The patient’s sodium level was 129 mmol/L (normal range 135-145 mmol/L), bicarbonate was 20 mmol/L (normal range 22-32 mmol/L), creatinine was 1.1 mg/dL (normal range 0.7-1.2 mg/dL), and glucose was 194 mg/dL. The white blood cell count (WBC) was 12,900 cells/mm3 (normal range 3,400-10,000 cells/mm3) with 96% neutrophils. The hematocrit was 41% (normal range 41-53%), and the platelet count was 347,000 cells/mm3 (normal range 140,000-450,000 cells/mm3). The lactate level was 2.2 mmol/L (normal range 0-2 mmol/L). The creatine kinase level was 347 U/L (normal range 50-388 U/L), and the lactate dehydrogenase level was 254 U/L (normal range 102-199 U/L). A rapid group A streptococcal (GAS) antigen test was negative. A radiograph of the right femur revealed mildly edematous soft tissue. On ultrasound the right quadriceps appeared mildly edematous, but there was no evidence of abscess or discrete fluid collection (eFigure 1).
eFigure 1. Ultrasound of the Right Anterior Thigh Ultrasound revealed heterogeneous, mildly edematous quadriceps muscle. There was no abscess or discrete fluid collection. There was trace fluid along the fascia of the quadriceps muscle.
Four liters of normal saline, acetaminophen, ceftriaxone, and doxycycline were administered to the patient.
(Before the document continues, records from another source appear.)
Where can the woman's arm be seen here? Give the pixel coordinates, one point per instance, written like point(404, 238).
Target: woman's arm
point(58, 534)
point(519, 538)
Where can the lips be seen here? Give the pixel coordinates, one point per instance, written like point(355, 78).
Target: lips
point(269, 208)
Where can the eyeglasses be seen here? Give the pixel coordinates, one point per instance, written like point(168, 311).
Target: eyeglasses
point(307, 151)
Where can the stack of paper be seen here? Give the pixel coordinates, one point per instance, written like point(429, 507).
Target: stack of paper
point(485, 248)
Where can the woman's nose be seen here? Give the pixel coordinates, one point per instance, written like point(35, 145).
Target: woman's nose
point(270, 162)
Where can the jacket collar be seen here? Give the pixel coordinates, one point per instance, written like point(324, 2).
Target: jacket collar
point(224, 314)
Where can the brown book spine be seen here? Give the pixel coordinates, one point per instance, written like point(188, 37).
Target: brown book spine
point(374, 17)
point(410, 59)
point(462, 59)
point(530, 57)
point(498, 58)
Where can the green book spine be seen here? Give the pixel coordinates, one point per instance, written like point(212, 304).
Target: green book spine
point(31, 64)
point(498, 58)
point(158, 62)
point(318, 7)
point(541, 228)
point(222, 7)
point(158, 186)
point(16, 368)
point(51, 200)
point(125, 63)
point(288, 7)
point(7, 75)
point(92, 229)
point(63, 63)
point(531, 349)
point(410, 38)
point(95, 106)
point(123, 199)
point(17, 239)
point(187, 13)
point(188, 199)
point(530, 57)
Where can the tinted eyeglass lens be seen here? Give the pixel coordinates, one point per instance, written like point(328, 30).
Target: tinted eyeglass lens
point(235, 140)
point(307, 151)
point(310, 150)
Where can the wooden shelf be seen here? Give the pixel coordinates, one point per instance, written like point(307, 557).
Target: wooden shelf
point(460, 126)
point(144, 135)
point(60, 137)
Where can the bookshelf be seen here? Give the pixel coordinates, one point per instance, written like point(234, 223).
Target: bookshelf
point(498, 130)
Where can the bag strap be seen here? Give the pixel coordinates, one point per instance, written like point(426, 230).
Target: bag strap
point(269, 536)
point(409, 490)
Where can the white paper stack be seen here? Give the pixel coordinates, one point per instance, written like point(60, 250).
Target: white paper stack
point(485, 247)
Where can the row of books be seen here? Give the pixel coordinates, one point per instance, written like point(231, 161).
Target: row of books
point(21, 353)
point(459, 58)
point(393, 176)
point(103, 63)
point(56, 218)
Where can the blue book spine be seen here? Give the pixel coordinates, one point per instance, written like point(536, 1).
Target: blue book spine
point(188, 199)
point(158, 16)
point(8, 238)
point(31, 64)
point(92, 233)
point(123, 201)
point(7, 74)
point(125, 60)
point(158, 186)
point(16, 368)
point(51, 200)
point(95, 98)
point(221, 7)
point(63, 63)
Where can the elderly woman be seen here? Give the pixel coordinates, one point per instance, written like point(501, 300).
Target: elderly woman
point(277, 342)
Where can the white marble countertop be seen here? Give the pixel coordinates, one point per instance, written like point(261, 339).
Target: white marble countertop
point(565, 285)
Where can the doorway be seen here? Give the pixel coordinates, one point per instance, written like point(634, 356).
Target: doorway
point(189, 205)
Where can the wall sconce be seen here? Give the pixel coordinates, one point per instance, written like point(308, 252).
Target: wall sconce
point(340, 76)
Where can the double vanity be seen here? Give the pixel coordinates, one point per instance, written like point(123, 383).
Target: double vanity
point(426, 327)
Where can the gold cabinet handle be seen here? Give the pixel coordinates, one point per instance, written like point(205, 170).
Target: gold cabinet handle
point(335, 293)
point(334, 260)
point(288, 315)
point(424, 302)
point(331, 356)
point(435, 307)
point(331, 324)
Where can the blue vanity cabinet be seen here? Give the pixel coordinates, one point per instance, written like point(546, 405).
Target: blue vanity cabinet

Overnight he was afebrile, tachycardic, and normotensive. The following morning his BP decreased to 81/53 mm Hg. His WBC count was 33,000 cells/mm3 with 96% neutrophils. A peripheral blood smear showed immature granulocytes. The sodium and creatinine increased to 135 mmol/L and 1.3 mg/dL, respectively. The erythrocyte sedimentation rate was 20 mm/h (normal range 0-10 mm/h), and the C-reactive protein level was 174 mg/L (normal range < 6.3 mg/L).The right thigh became erythematous and edematous.
Given concern for necrotizing fasciitis, antibiotics were changed to vancomycin, piperacillin-tazobactam, and clindamycin. The patient was taken to the operating room (OR). The right quadriceps muscle was markedly edematous with overlying necrotic fibrofatty tissue with easy separation of the fascia from the anterolateral rectus femoris and rectus lateralis muscles. Necrotizing fasciitis was diagnosed.
The tissue was debrided, and surgical pathology revealed fibroadipose tissue with extensive necrosis and dense acute inflammation (eFigure 2). After the anterolateral space between the fascia and underlying thigh muscle was drained, a Penrose drain was placed, and the wound was left open with plans for a second-look operation within 24 hours.
eFigure 2. Surgical Pathology of Debrided Right Thigh
Pathology revealed fibroadipose tissue with extensive necrosis and dense acute inflammation.
eFigure 3. Right Anterior Thigh
Two Penrose drains inserted after second operation.
In the ensuing hours erythema extended proximal to the operative site. The patient was emergently taken to the OR. The focus of necrotizing fasciitis along the anterolateral aspect of the thigh had extended posteriorly and superiorly. This area was irrigated, all loculations were disrupted, and a second Penrose drain was placed.